MSDN vs MSDN2: What Links to Use

I'm Will Mason, and I manage the developer documentation team for Internet Explorer. We write the documentation for HTML, DHTML, CSS, WebBrowser Control , etc. that you can find in the MSDN Library.

You might have noticed lately that the MSDN site has changed its domain name to MSDN2. Beginning last fall, the MSDN (Microsoft Developer Network) group has been using a new publishing tools and had to keep the content published with the old tools separate from the new. As you have probably figured out, MSDN2 is the site that uses the new tools. 

You might also have noticed that the URLs have changed more than just in the domain name. To keep our file names unique, the file names are for the most part now page IDs, rather than page titles. For example, "item" is a property of many objects and there are several "item" topic pages in the Library. The IDs make sure that no two "item" topic pages can have the same URL.

Over the winter, documentation sets were slowly migrated from one domain to the other. At some point in the future, the MSDN2 domain will once again become just MSDN and will keep the new scheme for file names.

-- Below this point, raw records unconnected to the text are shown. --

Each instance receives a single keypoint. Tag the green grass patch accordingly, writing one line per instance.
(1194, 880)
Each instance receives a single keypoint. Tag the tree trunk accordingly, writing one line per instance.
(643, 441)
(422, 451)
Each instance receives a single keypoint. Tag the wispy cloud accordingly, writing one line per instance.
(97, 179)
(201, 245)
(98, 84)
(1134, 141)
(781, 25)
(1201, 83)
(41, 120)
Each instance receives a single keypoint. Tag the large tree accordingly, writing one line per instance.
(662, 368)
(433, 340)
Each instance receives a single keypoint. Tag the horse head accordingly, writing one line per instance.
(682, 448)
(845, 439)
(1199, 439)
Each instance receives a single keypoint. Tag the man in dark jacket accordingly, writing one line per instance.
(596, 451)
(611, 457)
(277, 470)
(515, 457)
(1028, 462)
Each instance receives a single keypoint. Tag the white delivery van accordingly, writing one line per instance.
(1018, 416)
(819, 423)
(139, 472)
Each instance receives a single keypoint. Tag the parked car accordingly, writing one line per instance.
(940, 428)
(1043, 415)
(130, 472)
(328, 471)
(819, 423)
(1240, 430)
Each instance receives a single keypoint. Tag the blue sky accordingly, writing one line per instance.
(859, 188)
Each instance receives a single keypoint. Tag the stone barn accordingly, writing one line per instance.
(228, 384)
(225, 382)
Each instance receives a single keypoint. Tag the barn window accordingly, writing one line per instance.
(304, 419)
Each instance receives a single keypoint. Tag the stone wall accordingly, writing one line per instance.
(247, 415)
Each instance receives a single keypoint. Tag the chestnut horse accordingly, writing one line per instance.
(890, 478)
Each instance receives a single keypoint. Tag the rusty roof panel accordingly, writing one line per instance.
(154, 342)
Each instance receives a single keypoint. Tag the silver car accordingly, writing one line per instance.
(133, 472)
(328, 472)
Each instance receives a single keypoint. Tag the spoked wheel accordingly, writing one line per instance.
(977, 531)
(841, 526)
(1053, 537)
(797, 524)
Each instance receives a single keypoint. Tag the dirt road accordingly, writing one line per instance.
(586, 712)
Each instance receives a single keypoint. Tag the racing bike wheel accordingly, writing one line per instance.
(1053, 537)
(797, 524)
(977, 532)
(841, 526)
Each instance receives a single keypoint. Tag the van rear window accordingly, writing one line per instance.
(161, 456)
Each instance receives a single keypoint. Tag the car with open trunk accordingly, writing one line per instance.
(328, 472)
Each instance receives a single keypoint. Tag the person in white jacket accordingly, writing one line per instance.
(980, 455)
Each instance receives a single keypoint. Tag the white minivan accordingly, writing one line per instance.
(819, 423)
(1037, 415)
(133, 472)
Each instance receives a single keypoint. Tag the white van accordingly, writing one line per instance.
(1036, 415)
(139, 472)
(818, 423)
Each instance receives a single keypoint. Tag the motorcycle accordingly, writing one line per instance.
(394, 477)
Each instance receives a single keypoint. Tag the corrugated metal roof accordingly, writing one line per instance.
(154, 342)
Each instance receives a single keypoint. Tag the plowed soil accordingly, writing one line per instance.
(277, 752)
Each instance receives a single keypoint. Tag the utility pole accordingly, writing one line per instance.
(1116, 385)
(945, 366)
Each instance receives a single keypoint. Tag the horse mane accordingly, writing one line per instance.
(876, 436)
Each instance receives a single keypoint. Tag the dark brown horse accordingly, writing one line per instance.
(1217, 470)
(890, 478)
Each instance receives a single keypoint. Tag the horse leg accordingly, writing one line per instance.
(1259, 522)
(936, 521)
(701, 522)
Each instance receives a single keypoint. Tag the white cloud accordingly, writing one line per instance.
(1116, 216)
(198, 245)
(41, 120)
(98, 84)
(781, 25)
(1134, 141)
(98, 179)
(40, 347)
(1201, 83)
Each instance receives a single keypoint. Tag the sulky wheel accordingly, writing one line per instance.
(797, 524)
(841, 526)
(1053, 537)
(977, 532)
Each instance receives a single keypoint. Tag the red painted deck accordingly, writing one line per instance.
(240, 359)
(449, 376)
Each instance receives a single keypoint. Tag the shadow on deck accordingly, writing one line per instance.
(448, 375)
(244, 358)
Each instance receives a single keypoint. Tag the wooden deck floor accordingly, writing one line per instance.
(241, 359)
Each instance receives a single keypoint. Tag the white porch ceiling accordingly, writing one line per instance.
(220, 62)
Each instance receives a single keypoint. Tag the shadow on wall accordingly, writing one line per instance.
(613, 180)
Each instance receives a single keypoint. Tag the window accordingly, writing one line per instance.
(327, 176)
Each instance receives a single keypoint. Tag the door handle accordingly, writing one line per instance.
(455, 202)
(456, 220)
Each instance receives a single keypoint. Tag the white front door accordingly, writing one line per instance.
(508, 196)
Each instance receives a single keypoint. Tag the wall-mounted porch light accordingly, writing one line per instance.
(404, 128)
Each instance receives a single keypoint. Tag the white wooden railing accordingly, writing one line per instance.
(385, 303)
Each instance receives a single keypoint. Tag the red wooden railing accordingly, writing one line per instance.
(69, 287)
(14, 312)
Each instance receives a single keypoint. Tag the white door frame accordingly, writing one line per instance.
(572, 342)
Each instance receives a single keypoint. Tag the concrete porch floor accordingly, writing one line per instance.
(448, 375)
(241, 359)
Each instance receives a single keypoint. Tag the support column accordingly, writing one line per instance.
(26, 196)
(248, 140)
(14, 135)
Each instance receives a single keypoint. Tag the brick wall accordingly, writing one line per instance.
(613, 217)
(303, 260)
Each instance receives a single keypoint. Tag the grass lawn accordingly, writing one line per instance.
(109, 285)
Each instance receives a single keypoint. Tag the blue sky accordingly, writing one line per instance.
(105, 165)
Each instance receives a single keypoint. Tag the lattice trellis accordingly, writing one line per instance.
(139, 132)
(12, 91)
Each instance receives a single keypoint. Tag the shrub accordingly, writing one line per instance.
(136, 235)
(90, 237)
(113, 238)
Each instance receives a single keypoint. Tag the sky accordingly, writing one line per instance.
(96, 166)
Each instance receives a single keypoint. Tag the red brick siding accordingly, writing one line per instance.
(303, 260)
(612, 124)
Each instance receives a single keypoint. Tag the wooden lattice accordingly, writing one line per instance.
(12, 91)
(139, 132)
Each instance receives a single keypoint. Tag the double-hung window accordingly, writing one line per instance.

So, what does this mean to you? Well, actually not much. If you're creating links today, you will have to use the MSDN2 URLs. Old URLS that point to MSDN (the old domain name) are redirected to MSDN2, so you don't have to worry about them.

If you link to MSDN2 pages, redirects will be put in place when MSDN2 reverts to MSDN. These redirects will not go away. Over time, you might want to correct them, but they will always work.